Don't Drown While Filling Your Data Lake

Publishers are starting to ramp up their investment in data, especially as they gain more prowess in programmatic advertising. Many are throwing around the idea of creating their own data warehouse.

Data is currency. Amazon uses data to give you a more relevant retail experience. Google uses data to organize all of the information on the Internet. Facebook uses data to map your social behavior (sometimes they wind up in trouble.)

Publishers need to determine what they want to use data for, and also if they have the resources to collect, review and manage that data well enough for an investment in a warehouse to be worthwhile. Otherwise, a data warehouse ends up more like a data lake, with quicksand at the bottom.



Focus on The Goal

Data can be currency, but every data point isn’t valuable enough to keep. Thinking that you should simply collect and park every data point that comes into your organization is bad idea. Storing it will be expensive. You will have trouble squeezing insights from a huge data set.

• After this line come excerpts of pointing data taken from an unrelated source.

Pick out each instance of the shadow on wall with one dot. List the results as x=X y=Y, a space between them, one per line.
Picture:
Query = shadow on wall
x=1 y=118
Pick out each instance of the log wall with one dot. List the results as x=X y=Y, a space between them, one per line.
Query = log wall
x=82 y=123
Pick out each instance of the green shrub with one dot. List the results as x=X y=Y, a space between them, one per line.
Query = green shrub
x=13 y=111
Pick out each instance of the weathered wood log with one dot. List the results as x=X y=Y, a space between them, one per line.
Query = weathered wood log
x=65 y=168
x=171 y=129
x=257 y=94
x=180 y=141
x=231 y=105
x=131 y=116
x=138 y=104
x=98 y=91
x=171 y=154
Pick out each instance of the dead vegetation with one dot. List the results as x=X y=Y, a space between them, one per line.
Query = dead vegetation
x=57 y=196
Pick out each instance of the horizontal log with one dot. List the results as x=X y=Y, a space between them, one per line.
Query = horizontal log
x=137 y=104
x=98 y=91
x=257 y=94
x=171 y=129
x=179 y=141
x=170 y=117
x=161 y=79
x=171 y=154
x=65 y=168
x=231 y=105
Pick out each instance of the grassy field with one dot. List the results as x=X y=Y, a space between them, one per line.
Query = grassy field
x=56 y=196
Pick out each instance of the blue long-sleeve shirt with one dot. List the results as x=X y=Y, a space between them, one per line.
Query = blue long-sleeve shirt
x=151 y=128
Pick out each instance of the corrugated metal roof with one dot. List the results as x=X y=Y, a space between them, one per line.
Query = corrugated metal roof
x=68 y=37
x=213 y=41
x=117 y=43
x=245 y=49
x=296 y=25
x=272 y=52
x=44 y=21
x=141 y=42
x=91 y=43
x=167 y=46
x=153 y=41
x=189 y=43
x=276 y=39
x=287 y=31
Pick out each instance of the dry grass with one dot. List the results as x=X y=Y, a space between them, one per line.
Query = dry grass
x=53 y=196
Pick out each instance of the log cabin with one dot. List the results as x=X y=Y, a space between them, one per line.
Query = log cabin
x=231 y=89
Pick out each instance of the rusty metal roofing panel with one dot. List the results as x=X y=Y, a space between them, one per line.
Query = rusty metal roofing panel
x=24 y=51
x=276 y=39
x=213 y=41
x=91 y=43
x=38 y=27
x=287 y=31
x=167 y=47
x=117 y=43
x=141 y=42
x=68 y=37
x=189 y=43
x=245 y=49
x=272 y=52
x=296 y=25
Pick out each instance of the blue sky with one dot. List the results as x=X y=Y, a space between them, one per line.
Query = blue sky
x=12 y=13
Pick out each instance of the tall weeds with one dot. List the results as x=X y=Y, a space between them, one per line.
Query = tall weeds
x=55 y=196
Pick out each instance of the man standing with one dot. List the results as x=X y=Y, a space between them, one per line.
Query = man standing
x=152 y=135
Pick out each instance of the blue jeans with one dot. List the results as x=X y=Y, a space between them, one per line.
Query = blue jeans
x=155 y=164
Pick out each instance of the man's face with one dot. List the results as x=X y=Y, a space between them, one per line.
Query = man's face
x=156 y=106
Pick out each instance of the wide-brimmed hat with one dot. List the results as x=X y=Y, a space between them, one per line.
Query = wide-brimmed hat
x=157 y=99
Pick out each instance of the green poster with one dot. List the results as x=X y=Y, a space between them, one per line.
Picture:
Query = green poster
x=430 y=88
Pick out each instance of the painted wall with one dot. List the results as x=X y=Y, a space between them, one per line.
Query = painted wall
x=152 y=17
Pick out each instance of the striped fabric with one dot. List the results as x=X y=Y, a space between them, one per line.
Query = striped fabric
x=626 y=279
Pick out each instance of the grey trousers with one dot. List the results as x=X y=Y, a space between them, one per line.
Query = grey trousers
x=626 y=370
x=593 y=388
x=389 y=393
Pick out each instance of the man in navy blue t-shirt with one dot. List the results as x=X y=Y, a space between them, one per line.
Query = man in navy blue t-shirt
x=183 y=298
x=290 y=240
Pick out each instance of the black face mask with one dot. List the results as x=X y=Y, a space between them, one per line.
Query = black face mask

And you run a bigger security risk. It’s highly unlikely that this scenario will reap you enough long term reward to overcome the early problems.

Instead, start with a clear goal, and focus on the data points that help you reach your goal. You might have a goal to normalize pricing across your inventory based on advertiser bidding patterns. In that case, you would focus on collecting real-time bid stream data from your demand partners. Or, you might be interested in understanding the market value of various pieces of advertising inventory on your website cross-analyzed with different audience groups. So you’d need a solution that merges data from your DMP and your ad servers. Every business problem is different, and so every data warehouse should look different.

Keep Your Head Out of the Clouds, Even if Your Data Is In the Cloud

Think of a data warehouse like a real brick and mortar building that will store your stuff. You need a clean, safe, secure storage facility. You need to be able to grant access to certain people and restrict other people. Trucks need to be able to pull up and drop data off at regular times, and you need to find a place to put incoming data that’s organized and works with what’s already there.

For publishers with limited resources, these responsibilities might stretch beyond the reasonable limits of their organization. Don’t let developer hubris get in the way of a prudent decision. You probably do not need your own servers or your own room in a custom data center. Amazon, Microsoft Azure or Google Cloud will likley end up being the best partner because they are a relatively full service and that’s OK. The most important points to cover are that your data is secure, organized and accessible, and can accommodate the influx of new data without becoming unmanageable.



  • Log level data

  • Try to get a sample if you can to understand how to answers the question below: (crazy if you are multiple pubs, not as bad but still sucks if you’re single…. Because is based Custom content key value pairs, or Audience Key Values)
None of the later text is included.